I remember going to the Madison registrar office on Bascom Hill ready to apply for school, only to find the admissions people wouldn’t accept my application because they believed I couldn’t climb the hills and steps on campus to make it between classes.
Reluctantly, I agreed to take my first two years of classes at the then Wisconsin State College at Platteville, a smaller, flat campus. I earned straight “A’s” and then was finally accepted in 1963 as a junior at Madison, where I could obtain my journalism degree.
During the summer after my sophomore year, I learned how to use Canadian crutches in the fields of our home farm, timing my pace each day so by that fall I knew I could even climb the Bascom Hill steps to get to class within the 15-minute break between sessions.

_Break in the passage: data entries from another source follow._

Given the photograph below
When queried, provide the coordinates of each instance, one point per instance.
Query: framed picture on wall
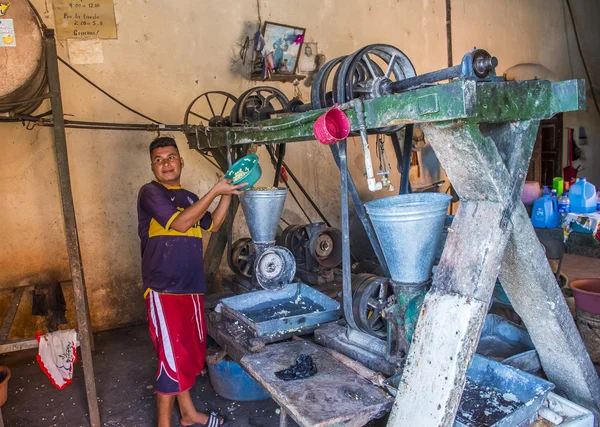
(284, 41)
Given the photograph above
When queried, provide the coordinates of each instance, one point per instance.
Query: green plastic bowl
(247, 170)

Looking back, I could have used today’s virtual options in education as well as the curb cuts and elevators now mandated by the ADA. I could have also used a mobility scooter, like my present-day PRIDE, which, at the time, was not yet on the market.
But attending Platteville for two years gave me a perspective I wouldn’t have had by starting my freshman year on the Madison campus. I learned to work around a pre-ADA obstacle. And I gained a better understanding of the values of small-town, rural Wisconsin, which I needed to eventually develop the corporate communication function for a just-formed dairy cooperative that is now Foremost Farms USA.
* What setback has molded you into the more-effective person you are today?